PORTLAND, Ore. (CN) – The oil and trucking industries claim Oregon’s Clean Fuels Program is unconstitutional, unenforceable and discriminatory, and asked a federal judge to block it.
     The American Fuel & Petrochemical Manufacturers et al. sued the Oregon Environmental Commission, the governor and attorney general on Monday in Federal Court. It claims Oregon’s program is preempted by the Clean Air Act and “is designed to create green jobs in Oregon at the expense of other states’ economies.”
     American Fuel & Petrochemical Manufacturers is a trade association of more than 400 companies, including “virtually all U.S. refiners and petrochemical manufacturers.”
     Co-plaintiff American Trucking Association represents more than 30,000 motor carriers that collectively haul “a significant portion of the freight transported by truck in the United States.”
     The final plaintiff, the Consumer Energy Alliance, is a trade association that claims 400,000 members.
     They claim Oregon’s attempts to control vehicle emissions and fuel additives have been deemed unnecessary by the Environmental Protection Agency. The state program also discriminates against fuel is imported into Oregon with the intended purpose of promoting development of in-state fuel production, the groups say.
     Oregon phased in the Clean Fuels Program in 2012, based on a 2009 legislative authorization directing the Department of Environmental Quality to reduce greenhouse gas emissions by 10 percent over 10 years.
     Former Governor John Kitzhaber initiated the program, claiming it would help Oregon meet the goals of its 10-year energy plan, which include reducing dependence on foreign oil, developing renewable energy resources in the state, reducing greenhouse gas emissions, improving energy efficiency and boosting the state economy.
     On Jan. 7 this year, the Oregon Department of Environmental Quality “imposed a mandatory reduction in average carbon intensity on importers and producers of fuels sold in Oregon,” according to the complaint, despite American Fuel’s request “that DEQ not proceed with the rulemaking because it is contrary to governing federal law and raises serious constitutional concerns.”
     Governor Kate Brown signed SB 324 on March 12, repealing the sunset provisions that would have ended the law at the end of the year.
     The program requires importers to begin reducing carbon intensity of fuel sold in Oregon in 2016, with increased reductions scheduled for each year until 2025. Or fuel importers can purchase credits to offset the impact of the carbon intensity of their fuels.
     The plaintiffs claim the program discriminates against out-of-state refiners and incentivizes importers to impose additional costs on out-of-state refiners.
     The program is “tailored to benefit fuel producers within Oregon at the expense of fuel importers and refiners that produce fuels in other states and countries,” the lawsuit states, since the burdens of the program fall “almost entirely” on importers.
     There are no oil refineries or producers of gasoline or diesel gas in Oregon.

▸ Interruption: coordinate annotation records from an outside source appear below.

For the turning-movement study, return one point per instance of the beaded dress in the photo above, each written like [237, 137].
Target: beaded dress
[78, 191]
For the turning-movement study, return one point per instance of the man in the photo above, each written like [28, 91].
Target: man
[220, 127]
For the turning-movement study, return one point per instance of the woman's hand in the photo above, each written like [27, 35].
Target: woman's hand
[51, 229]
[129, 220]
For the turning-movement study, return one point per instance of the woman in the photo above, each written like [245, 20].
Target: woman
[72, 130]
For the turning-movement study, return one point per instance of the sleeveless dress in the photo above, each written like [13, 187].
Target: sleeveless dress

In-state producers of biofuels won’t face additional costs because their fuels already meet the clean fuel standards.
     The program assigns higher carbon intensity scores to ethanol produced in California and the Midwest than in Oregon, based on the plant used to make the ethanol, the lawsuit states.

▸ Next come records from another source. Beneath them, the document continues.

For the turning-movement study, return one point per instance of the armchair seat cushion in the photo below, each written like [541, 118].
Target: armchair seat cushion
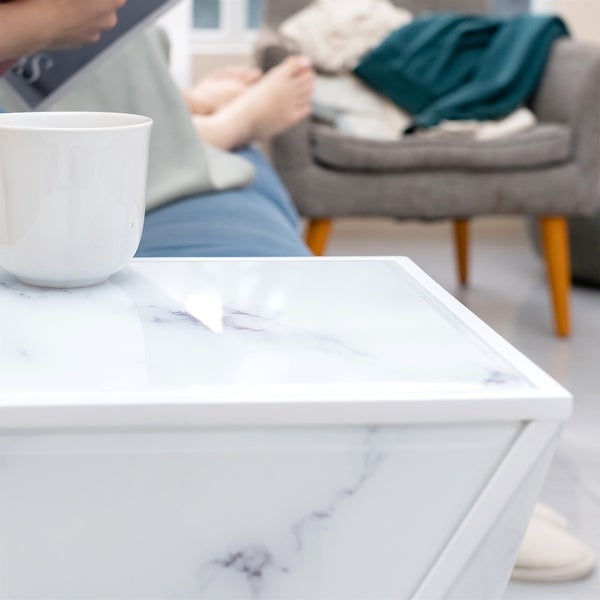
[543, 145]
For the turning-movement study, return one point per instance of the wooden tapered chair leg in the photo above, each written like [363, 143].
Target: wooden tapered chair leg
[317, 234]
[461, 245]
[555, 243]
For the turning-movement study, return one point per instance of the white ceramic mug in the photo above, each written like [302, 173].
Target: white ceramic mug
[72, 194]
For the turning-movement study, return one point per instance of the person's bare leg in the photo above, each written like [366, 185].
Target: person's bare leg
[220, 87]
[278, 101]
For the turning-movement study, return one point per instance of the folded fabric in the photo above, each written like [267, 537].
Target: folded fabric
[456, 67]
[354, 109]
[334, 34]
[136, 79]
[478, 131]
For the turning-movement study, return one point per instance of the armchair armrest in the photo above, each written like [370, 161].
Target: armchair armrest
[569, 93]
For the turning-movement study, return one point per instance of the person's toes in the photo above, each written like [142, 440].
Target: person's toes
[252, 75]
[295, 64]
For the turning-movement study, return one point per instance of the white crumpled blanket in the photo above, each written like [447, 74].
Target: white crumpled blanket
[335, 34]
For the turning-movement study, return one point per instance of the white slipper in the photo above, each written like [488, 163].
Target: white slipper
[550, 553]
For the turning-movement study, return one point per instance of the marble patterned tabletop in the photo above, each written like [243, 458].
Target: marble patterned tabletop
[270, 341]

     State Senator Chris Edwards, the chief sponsor of the recent bill that repealed the sunset provision, said the program will “reduce carbon pollution, increase consumer choice, and create jobs right here at home.”
     The plaintiffs claim that that is tantamount to a confirmation “that the Oregon Program is designed to create green jobs in Oregon at the expense of other states’ economies.”

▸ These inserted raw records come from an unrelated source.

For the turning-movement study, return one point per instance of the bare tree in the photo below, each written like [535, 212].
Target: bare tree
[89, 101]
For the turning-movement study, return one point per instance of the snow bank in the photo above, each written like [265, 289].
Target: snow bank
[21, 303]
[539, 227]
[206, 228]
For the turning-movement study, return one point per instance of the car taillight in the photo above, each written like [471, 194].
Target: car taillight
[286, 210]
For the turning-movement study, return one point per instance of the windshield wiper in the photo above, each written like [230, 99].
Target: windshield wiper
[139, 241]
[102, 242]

     The Clean Air Act prohibits states from enacting a control or prohibition of fuel emissions that the Environmental Protection has not declared necessary, the groups say.
     American Fuel wants an injunction stopping implementation of the program and a declaration that the program violates the Constitution and is unenforceable, plus costs and fees.
     Their lead counsel is Thomas Sand, Miller Nash Graham & Dunn.